Saint Augustin l'avait bien compris, quand , s'adressant à Dieu
dans ses « Soliloques », il disait: « Infortuné
que je suis! Quand donc ma petitesse et mon imperfection pourront-elles
être en rapport avec votre rectitude? Vous êtes essentiellement
bon, et moi je suis mauvais; vous êtes miséricordieux, et
moi sans miséricorde; vous êtes saint, et moi misérable;
vous êtes juste, et moi injuste; vous êtes la lumière,
et moi je suis aveugle; vous êtes la vie, et moi la mort; vous êtes
le remède, et moi le malade; vous êtes la souveraine vérité,
et moi je ne suis que vanité (Solil. Ch. II (Migne, Patr. Lat.,
t. XL, p. 866)) ». Ces paroles, le Saint les prononçait pour
montrer sa tendance vers les créatures.
C'est
donc une ignorance souveraine de la part de l'âme de se croire capable
d'arriver à ce haut état de l'union divine, si tout d'abord
elle n'a pas détaché ses tendances de tous les biens naturels
et surnaturels qui peuvent lui appartenir (...qui peuvent l'arrêter,
comme nous le montrerons plus loin ». P. Silverio); il y a, en effet,
une distance infinie entre eux et le don qui est fait en cet état
de pure transformation en Dieu. Voilà, pourquoi le Christ, Notre-Seigneur,
nous enseigne cette voie du renoncement, lorsqu'il nous dit dans saint
Luc: « Celui qui ne renonce pas à tout ce qu'il possède
ne peut être mon disciple (Luc. XIV, 33) ». Voilà qui
est clair. La doctrine que le Fils de Dieu est venu enseigner en ce monde
est celle du mépris de toutes choses créées, qui nous
dispose à recevoir l'Esprit de Dieu. Tant que l'âme ne s'est
pas détachée des créatures, elle est incapable de
recevoir ce divin Esprit et d'arriver à la pure transformation en
lui.
Nous
avons une figure de cette vérité au livre de l'« Exode
», où il est dit que la Majesté divine n'a pas donné
l'aliment céleste, c'est-à-dire la manne, aux enfants d'Israël,
tant qu'ils n'avaient pas épuisé la farine qu'ils avaient
apportée d'Égypte (Ex. XVI, 3 sv). Cela nous fait comprendre
que l'âme doit tout d'abord se détacher de tous les biens
créés avant de parvenir à l'union divine, car cette
nourriture des anges n'est pas pour le palais qui se plaît encore
dans la nourriture des hommes.
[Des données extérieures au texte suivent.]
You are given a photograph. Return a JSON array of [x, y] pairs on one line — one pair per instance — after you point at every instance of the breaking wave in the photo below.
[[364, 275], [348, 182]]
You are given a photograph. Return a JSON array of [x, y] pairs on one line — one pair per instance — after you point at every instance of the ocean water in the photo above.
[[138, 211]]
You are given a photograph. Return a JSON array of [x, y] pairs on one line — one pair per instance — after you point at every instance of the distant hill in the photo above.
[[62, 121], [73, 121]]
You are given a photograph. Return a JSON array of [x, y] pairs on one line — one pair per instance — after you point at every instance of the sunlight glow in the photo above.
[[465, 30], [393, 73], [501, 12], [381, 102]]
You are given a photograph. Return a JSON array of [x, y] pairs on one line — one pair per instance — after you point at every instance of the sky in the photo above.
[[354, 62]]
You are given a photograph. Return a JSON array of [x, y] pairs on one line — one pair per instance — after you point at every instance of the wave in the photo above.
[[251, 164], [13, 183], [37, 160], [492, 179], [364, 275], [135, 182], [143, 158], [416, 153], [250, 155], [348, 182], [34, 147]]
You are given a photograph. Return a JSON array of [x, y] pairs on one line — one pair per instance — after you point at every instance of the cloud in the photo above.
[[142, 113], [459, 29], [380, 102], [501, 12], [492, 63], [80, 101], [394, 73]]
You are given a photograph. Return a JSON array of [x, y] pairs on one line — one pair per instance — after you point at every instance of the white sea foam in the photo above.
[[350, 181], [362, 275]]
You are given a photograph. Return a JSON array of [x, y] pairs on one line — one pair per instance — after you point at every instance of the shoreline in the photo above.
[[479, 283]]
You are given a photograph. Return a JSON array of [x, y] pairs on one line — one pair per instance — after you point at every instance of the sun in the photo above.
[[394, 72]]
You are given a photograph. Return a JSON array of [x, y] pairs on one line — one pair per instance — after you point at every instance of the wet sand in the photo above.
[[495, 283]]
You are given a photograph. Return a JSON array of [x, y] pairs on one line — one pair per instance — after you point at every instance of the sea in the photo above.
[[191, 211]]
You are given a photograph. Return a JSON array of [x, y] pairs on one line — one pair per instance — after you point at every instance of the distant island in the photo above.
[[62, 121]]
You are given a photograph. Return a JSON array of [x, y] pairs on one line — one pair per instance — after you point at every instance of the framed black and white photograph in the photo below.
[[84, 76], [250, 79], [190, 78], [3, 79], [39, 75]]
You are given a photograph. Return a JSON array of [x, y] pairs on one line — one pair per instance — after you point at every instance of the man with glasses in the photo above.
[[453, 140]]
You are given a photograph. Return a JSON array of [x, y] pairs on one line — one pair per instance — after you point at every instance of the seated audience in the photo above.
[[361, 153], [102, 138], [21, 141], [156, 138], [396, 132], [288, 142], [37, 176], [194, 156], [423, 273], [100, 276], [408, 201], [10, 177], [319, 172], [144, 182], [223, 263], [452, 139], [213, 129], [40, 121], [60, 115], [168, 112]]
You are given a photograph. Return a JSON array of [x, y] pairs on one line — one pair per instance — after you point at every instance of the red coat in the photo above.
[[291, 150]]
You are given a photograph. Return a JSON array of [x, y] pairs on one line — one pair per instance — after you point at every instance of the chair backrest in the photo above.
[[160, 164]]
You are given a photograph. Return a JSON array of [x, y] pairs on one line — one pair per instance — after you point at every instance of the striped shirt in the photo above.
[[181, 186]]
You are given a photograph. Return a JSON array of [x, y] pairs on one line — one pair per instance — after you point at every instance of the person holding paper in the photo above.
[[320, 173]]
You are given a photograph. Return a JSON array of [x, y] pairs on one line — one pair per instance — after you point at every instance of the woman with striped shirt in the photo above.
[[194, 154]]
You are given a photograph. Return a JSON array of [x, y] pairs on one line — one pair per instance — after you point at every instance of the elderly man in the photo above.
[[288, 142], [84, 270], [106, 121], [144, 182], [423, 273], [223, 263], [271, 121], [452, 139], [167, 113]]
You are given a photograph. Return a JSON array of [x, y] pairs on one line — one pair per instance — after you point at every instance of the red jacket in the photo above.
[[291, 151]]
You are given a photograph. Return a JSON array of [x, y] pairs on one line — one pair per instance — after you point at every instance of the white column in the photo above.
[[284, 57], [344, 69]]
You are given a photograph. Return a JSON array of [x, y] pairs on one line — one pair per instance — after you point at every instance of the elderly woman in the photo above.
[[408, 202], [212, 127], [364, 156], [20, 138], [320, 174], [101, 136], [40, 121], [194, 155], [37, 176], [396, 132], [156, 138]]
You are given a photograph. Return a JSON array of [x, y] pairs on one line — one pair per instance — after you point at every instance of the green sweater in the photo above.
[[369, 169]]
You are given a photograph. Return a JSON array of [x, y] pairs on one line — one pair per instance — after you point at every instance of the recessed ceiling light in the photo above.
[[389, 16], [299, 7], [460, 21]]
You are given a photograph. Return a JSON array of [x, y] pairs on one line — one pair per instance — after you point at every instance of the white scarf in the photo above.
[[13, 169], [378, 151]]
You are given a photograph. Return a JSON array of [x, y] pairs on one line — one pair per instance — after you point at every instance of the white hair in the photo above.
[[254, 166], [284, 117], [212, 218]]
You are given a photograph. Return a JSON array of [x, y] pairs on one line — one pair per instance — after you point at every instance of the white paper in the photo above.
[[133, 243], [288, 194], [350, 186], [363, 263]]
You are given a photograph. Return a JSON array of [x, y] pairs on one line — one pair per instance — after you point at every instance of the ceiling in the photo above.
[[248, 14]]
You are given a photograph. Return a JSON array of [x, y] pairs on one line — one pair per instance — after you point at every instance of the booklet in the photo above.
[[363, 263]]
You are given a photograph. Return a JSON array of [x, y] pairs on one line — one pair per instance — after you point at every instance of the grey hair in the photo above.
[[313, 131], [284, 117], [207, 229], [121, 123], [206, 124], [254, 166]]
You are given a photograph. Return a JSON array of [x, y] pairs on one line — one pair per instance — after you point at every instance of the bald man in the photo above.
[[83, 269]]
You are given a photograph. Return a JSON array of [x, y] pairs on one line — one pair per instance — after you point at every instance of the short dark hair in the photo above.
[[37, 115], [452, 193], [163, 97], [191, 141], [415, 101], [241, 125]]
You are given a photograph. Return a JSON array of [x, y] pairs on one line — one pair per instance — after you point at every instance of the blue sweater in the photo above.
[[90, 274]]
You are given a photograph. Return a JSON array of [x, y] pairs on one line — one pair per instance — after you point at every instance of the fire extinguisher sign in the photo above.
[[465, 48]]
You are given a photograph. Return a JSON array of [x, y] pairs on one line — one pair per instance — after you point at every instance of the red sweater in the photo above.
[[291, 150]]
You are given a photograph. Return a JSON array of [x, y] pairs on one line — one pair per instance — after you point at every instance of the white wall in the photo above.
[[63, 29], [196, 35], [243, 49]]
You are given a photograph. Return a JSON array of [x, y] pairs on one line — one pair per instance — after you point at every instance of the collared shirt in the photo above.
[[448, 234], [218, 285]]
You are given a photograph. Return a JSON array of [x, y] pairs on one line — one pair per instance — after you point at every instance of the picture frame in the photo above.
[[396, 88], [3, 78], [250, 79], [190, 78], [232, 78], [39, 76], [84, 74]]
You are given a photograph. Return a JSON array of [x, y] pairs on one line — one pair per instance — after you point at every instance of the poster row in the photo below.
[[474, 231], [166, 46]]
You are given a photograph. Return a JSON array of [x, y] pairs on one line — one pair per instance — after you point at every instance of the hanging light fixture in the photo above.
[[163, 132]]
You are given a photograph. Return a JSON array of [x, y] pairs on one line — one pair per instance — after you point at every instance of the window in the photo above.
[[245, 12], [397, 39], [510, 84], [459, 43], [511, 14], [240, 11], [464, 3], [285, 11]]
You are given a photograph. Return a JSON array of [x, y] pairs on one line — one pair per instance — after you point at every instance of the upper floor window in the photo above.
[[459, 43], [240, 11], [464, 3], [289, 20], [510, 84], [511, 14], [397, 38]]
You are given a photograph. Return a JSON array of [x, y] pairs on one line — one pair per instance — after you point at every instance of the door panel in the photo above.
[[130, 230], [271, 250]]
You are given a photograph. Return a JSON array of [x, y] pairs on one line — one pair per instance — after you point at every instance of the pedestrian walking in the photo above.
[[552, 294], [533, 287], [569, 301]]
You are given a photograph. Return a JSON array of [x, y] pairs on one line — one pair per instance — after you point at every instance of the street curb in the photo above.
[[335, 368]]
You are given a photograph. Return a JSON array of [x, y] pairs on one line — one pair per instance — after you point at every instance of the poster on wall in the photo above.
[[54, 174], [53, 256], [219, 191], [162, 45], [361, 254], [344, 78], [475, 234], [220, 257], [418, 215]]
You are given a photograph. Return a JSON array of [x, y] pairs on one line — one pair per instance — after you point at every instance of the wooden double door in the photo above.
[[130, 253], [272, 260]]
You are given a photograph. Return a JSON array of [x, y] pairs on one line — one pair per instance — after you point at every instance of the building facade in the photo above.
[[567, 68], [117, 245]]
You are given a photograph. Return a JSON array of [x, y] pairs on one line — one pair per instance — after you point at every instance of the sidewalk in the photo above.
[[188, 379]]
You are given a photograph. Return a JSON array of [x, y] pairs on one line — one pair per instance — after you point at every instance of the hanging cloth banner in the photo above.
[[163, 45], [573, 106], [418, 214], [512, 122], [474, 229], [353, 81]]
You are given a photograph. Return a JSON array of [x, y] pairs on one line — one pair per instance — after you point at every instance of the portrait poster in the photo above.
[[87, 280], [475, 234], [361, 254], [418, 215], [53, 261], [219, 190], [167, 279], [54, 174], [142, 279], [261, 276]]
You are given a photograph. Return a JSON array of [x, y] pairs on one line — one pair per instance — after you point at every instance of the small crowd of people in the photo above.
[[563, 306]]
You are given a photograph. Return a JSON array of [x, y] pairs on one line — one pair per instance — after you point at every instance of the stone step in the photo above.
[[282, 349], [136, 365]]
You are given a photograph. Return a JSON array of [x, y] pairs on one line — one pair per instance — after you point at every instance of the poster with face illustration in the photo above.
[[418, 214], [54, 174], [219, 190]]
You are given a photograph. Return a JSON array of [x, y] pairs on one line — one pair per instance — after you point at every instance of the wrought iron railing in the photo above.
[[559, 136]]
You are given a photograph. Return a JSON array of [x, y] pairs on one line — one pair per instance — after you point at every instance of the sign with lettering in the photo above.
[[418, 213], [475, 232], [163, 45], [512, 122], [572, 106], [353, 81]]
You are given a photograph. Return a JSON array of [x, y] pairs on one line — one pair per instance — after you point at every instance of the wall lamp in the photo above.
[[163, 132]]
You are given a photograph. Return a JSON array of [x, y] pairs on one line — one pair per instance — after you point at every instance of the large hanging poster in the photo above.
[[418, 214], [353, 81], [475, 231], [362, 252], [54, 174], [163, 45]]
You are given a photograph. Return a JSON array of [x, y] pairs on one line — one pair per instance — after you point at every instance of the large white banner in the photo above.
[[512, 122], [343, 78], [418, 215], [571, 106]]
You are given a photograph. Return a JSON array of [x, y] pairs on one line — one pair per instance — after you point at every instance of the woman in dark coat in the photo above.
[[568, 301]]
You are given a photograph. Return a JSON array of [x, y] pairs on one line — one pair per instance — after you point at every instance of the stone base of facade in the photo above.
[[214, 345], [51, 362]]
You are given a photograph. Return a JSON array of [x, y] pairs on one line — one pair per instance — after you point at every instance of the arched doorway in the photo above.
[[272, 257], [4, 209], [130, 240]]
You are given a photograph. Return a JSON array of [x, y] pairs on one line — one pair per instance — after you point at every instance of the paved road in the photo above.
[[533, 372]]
Non seulement elle est incapable de recevoir
l'Esprit Divin, l'âme qui se nourrit ainsi et cherche de la saveur
dans des mets étrangers, mais elle contriste même beaucoup
la divine Majesté quand elle recherche l'aliment spirituel sans
se contenter de Dieu seul, et en voulant conserver en même temps
son affection pour d'autres objets et sa tendance vers eux.
C'est
là ce que nous enseigne encore la sainte Écriture. Les Hébreux
ne se contentèrent pas de cette nourriture simple qu'était
la manne; mais ils désirèrent de la chair et en demandèrent;
et le Seigneur s'irrita profondément de les voir allier un aliment
si vil et si grossier à un aliment si élevé et si
simple que renfermait cependant la saveur et la substance de tous les aliments
(Nomb. XI. 4). Aussi ces viandes étaient encore dans leurs bouches,
lorsque, nous dit David, la colère de Dieu fondit sur eux, et le
feu du ciel en dévora des milliers (Ps. LXXVII, 31). Il regardait
comme indignes de recevoir le pain du ciel ceux qui en voulaient un autre.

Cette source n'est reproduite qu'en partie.